La reacción entonces a dicha deriva fue capitaneada por Ned Ludd, impulsor del ludismo, una corriente que se propuso combatir la sucesión de los acontecimientos con la Revolución Industrial y la implementación de las máquinas como punta de lanza de una desvirtuación del comunalismo artesanal. Flotaba en el ambiente la creación del Capitalismo tal y como ya lo conocemos en la actualidad, con la manipulación y sometimiento del capital variable a través de la expropiación -prospección de lo común- y de la explotación -desarrollo tecnológico-, unidas ambas a la consabida acumulación por desposesión, pilar sobre el cual se relaciona el mundo desde entonces hasta el presente. La historia económica es dirigida por la presunción del valor de intercambio general más que por el valor de uso particular, referida este último como economía moral, donde nadie debe hacer beneficio con las necesidades del otro.

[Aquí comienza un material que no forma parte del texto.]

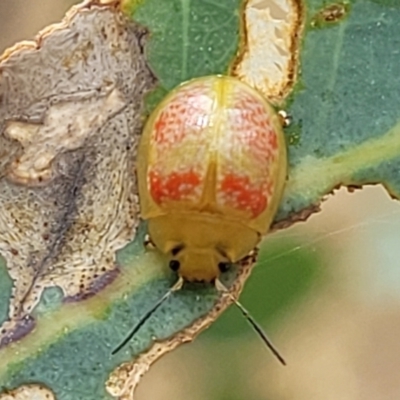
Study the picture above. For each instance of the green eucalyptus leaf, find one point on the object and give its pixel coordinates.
(70, 237)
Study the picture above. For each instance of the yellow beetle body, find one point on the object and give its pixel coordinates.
(211, 171)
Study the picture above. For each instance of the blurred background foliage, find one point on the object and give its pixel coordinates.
(326, 291)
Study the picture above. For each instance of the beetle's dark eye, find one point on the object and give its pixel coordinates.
(223, 267)
(176, 250)
(174, 265)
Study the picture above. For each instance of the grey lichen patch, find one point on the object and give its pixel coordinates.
(70, 115)
(65, 127)
(124, 380)
(29, 392)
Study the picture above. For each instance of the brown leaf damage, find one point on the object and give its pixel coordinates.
(70, 113)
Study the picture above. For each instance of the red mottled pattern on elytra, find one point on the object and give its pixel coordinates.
(176, 186)
(238, 191)
(244, 180)
(253, 129)
(186, 113)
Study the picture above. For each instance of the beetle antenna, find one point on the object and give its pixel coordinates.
(178, 285)
(221, 288)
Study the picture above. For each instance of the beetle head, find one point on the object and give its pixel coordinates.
(197, 264)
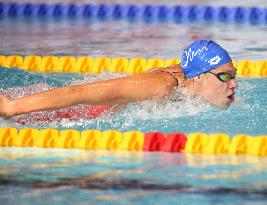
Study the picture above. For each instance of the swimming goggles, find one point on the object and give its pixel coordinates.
(223, 76)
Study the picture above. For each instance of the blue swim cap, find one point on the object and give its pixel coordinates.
(202, 56)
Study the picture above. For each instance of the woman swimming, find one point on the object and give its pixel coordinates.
(206, 70)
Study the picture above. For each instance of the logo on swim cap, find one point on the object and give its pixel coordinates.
(202, 56)
(215, 60)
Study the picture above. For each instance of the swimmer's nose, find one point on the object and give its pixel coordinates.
(233, 83)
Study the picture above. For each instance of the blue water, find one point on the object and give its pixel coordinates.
(69, 176)
(56, 176)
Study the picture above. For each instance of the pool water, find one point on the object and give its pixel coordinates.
(69, 176)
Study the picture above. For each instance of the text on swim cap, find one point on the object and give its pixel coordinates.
(215, 60)
(191, 54)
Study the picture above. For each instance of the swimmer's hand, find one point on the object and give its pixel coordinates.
(4, 102)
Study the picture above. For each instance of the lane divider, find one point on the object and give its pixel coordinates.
(134, 13)
(196, 143)
(87, 64)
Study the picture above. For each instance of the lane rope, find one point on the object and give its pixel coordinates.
(197, 143)
(134, 13)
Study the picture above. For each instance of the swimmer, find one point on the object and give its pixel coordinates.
(206, 70)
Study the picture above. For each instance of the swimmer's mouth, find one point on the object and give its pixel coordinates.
(231, 97)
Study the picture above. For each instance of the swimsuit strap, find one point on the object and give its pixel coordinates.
(173, 75)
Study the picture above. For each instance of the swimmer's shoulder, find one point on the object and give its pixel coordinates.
(175, 71)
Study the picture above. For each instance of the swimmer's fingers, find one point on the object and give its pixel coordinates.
(3, 105)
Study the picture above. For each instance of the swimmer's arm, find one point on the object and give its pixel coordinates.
(110, 92)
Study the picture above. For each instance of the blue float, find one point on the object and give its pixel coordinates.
(133, 13)
(118, 12)
(256, 16)
(73, 11)
(179, 14)
(163, 14)
(209, 14)
(240, 15)
(103, 12)
(88, 11)
(58, 10)
(225, 14)
(3, 10)
(14, 10)
(43, 11)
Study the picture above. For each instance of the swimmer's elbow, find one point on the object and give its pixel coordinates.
(163, 91)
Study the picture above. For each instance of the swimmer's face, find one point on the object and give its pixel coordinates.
(215, 90)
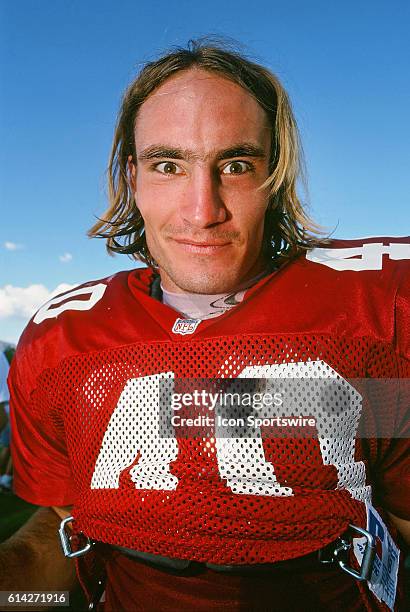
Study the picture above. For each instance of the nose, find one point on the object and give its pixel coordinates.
(203, 205)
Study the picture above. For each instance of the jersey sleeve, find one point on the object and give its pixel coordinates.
(4, 368)
(42, 473)
(393, 471)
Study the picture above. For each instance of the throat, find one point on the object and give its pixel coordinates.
(203, 306)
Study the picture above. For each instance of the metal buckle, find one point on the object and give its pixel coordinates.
(65, 540)
(341, 549)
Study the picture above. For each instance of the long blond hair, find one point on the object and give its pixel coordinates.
(288, 228)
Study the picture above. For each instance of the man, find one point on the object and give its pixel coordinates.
(203, 188)
(5, 460)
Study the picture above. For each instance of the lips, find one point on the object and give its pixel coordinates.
(200, 247)
(201, 244)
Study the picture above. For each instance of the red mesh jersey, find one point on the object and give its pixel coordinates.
(85, 385)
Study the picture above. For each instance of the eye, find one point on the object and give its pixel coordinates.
(168, 168)
(237, 167)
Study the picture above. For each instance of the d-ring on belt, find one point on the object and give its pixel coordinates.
(336, 552)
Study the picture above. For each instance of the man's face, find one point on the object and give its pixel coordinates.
(202, 148)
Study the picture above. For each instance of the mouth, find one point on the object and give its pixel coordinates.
(211, 246)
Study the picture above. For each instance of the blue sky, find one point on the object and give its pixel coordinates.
(65, 63)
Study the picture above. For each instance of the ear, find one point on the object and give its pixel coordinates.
(132, 173)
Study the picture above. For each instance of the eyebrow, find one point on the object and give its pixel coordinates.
(243, 149)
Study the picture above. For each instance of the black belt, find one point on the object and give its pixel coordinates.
(187, 567)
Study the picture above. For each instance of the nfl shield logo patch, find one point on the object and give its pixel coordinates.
(185, 326)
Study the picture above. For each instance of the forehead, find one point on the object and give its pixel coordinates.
(201, 110)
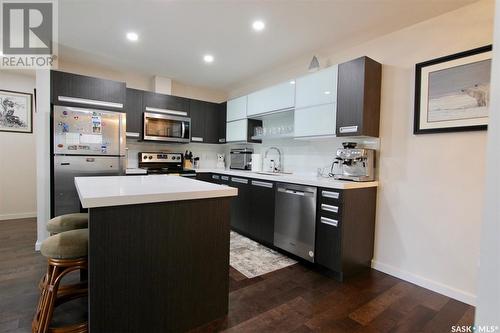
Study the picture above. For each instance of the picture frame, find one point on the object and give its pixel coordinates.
(452, 92)
(16, 111)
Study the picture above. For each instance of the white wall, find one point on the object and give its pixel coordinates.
(430, 200)
(17, 157)
(488, 303)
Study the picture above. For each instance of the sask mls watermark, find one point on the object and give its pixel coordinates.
(29, 34)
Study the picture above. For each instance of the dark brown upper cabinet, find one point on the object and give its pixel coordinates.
(358, 98)
(85, 91)
(160, 102)
(134, 111)
(205, 121)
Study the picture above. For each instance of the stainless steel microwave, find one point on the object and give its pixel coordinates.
(166, 127)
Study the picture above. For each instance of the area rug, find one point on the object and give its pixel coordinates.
(253, 259)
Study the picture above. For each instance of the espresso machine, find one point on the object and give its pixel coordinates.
(356, 164)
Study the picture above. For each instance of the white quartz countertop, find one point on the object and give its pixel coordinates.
(302, 179)
(136, 171)
(125, 190)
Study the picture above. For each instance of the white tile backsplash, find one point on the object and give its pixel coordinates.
(306, 156)
(299, 156)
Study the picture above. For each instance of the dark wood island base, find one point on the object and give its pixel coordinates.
(158, 267)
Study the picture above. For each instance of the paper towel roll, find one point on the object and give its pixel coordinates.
(256, 162)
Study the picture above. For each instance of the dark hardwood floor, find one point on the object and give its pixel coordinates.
(293, 299)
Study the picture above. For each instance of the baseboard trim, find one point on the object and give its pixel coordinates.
(457, 294)
(16, 216)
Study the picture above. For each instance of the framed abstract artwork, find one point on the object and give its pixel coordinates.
(452, 92)
(16, 111)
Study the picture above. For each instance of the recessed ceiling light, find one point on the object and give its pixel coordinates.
(258, 25)
(132, 36)
(208, 58)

El objeto de este breve ensayo a cargo del historiador marxista Peter Linebauch implica enfatizar el eco que todos estos cambios sustanciales tuvieron en la literatura. Tomando como coartada el poema filosófico de Percy B. Shelley de "La Reina Mab", observamos no solo la intensas revueltas luditas en Europa, sino las esclavistas de EEUU -aquilatando la autoridad federal y el blues del Delta-. Pero también la de los indios de México y, en general, las del resto de zonas coloniales de América que fueron consiguiendo las correspondientes independencias por esas mismas fechas. Todo un momento de implosión, por tanto.

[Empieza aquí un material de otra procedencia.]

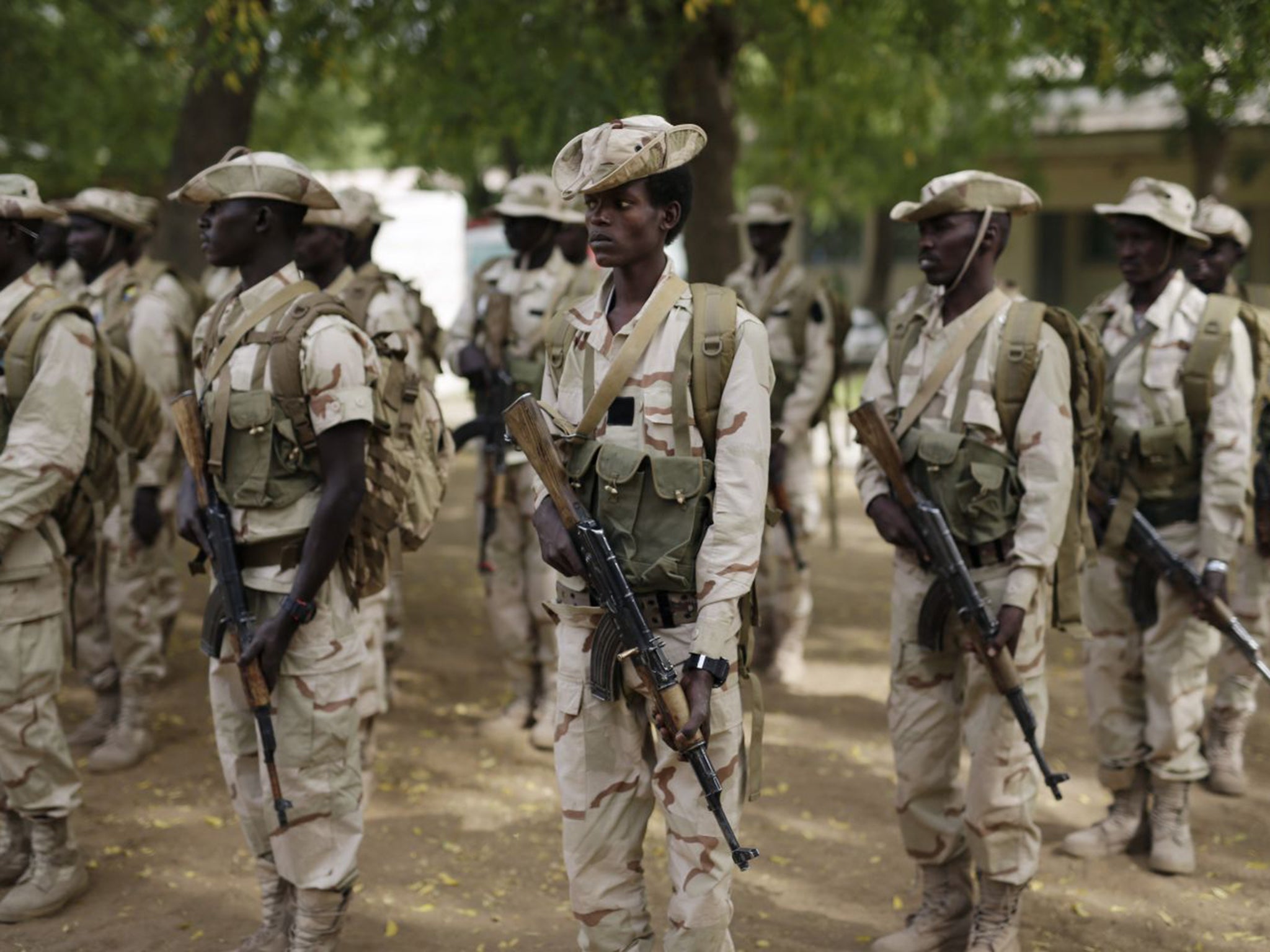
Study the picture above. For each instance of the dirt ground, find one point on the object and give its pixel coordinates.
(461, 845)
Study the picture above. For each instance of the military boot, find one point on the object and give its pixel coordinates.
(1124, 828)
(14, 847)
(943, 922)
(1171, 847)
(1223, 747)
(93, 731)
(277, 910)
(319, 919)
(995, 926)
(55, 876)
(128, 741)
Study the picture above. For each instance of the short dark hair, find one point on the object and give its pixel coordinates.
(672, 186)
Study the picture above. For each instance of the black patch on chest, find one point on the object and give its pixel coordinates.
(621, 413)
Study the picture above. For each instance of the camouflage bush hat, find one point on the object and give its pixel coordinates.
(623, 151)
(19, 198)
(358, 213)
(1163, 202)
(247, 174)
(969, 191)
(533, 196)
(768, 205)
(122, 209)
(1219, 220)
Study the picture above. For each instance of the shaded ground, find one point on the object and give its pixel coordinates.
(463, 837)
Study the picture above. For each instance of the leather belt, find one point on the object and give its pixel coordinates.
(275, 552)
(988, 552)
(660, 610)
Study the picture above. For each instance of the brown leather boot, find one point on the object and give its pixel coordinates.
(319, 919)
(1123, 828)
(995, 926)
(277, 910)
(943, 922)
(1171, 847)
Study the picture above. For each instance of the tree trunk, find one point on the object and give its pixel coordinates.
(699, 90)
(214, 118)
(882, 257)
(1209, 146)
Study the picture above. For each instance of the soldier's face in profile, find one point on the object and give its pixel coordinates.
(1143, 248)
(625, 226)
(1209, 268)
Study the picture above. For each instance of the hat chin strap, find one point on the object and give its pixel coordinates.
(974, 249)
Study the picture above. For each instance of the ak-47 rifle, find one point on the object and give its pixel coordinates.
(946, 563)
(1146, 544)
(241, 624)
(526, 425)
(494, 391)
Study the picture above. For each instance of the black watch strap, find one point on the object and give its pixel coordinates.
(718, 668)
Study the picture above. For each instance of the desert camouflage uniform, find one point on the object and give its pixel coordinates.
(120, 638)
(46, 447)
(610, 767)
(315, 700)
(520, 582)
(941, 700)
(784, 591)
(1146, 689)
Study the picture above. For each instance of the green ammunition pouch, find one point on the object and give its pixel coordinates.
(653, 508)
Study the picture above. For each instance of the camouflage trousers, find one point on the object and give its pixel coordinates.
(1250, 599)
(1145, 689)
(941, 700)
(613, 770)
(319, 769)
(516, 591)
(120, 617)
(784, 589)
(36, 769)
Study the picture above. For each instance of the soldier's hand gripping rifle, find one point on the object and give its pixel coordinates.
(1146, 544)
(528, 430)
(241, 624)
(946, 563)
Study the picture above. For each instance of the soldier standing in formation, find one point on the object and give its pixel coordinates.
(45, 443)
(293, 498)
(520, 293)
(934, 379)
(120, 606)
(779, 291)
(322, 254)
(1183, 461)
(1236, 701)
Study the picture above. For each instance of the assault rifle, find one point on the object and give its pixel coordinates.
(241, 624)
(954, 576)
(614, 593)
(1145, 542)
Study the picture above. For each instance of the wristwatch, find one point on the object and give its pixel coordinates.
(718, 668)
(299, 612)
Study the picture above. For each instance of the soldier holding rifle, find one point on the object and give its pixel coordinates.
(291, 494)
(1006, 503)
(664, 390)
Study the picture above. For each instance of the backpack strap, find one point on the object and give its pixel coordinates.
(714, 346)
(1016, 363)
(1212, 339)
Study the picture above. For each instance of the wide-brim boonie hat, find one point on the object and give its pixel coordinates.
(969, 191)
(623, 151)
(1220, 220)
(1162, 202)
(768, 205)
(247, 174)
(122, 209)
(19, 198)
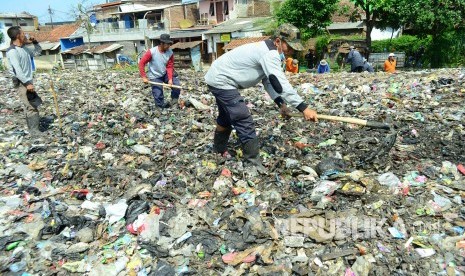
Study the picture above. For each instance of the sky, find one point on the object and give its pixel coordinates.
(62, 9)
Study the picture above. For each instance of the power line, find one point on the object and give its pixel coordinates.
(50, 12)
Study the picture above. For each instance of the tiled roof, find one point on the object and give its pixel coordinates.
(100, 49)
(338, 17)
(241, 41)
(54, 35)
(185, 45)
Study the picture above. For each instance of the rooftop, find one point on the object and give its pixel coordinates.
(54, 35)
(241, 41)
(237, 24)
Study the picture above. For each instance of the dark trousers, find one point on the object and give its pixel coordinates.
(358, 69)
(157, 90)
(232, 111)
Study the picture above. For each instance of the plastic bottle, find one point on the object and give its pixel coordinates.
(17, 267)
(45, 209)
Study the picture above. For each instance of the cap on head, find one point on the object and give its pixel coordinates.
(291, 35)
(165, 38)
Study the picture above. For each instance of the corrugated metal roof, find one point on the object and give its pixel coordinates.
(100, 49)
(185, 45)
(106, 48)
(234, 25)
(185, 34)
(49, 45)
(346, 26)
(16, 15)
(133, 8)
(241, 41)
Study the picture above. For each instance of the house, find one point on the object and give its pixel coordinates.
(52, 41)
(96, 58)
(138, 25)
(26, 21)
(242, 41)
(220, 36)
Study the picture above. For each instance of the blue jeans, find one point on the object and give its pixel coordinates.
(157, 90)
(232, 111)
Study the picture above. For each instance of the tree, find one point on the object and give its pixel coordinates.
(83, 17)
(311, 17)
(438, 18)
(378, 13)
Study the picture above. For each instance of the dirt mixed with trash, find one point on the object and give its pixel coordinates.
(115, 186)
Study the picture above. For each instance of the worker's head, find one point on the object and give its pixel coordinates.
(391, 56)
(15, 33)
(165, 42)
(287, 39)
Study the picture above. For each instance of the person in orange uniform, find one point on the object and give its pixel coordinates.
(390, 64)
(292, 65)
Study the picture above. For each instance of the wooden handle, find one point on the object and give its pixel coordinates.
(350, 120)
(165, 85)
(343, 119)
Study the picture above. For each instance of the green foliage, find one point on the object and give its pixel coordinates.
(406, 43)
(304, 13)
(448, 50)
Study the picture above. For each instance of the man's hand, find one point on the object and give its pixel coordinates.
(285, 112)
(310, 115)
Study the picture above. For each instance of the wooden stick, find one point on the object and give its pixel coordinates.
(57, 109)
(350, 120)
(165, 85)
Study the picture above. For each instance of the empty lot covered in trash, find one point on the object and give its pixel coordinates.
(124, 189)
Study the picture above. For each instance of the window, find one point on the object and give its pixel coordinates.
(212, 9)
(225, 8)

Thomas de Quincey, Herman Melville, William Blake, William Godwin o Mary Shelley, entre otros paradigmáticos del Romanticismo o adyacentes, trasladaron desde el campo metafórico las inquietudes por la implementación del asesinato ministerial, los motines de ultramar o los molinos sofisticados, como había vaticinado Milton tiempo atrás en clave demoniaca.
Fue una contestación triangular: Ludd por el lado de la experiencia, Percy B. Shelley por el de la aspiración y Spencer por los más que discutibles mitos y espíritus del Viejo Testamento. Plantaron una semilla que, al contrario de lo que los defensores a ultranza del progreso tecnológico presentan al mismo como única vía de desarrollo y único devenir en el ser humano, señala aún hoy la resistencia a un Leviatán incontrolado, paradigma de la bestia capitalista, cuya erradicación debe someterse, al menos, a una puesta en marcha rigurosa y urgente. Dicha resistencia -una insurreción comunista radical en el esfuerzo por retornar a costumbres más tribales- tiene en las tendencias del Decrecimiento y el ecologismo radical actuales un jardín por el que debemos transitar frente a retaguardias desesperadas y apocalípticas.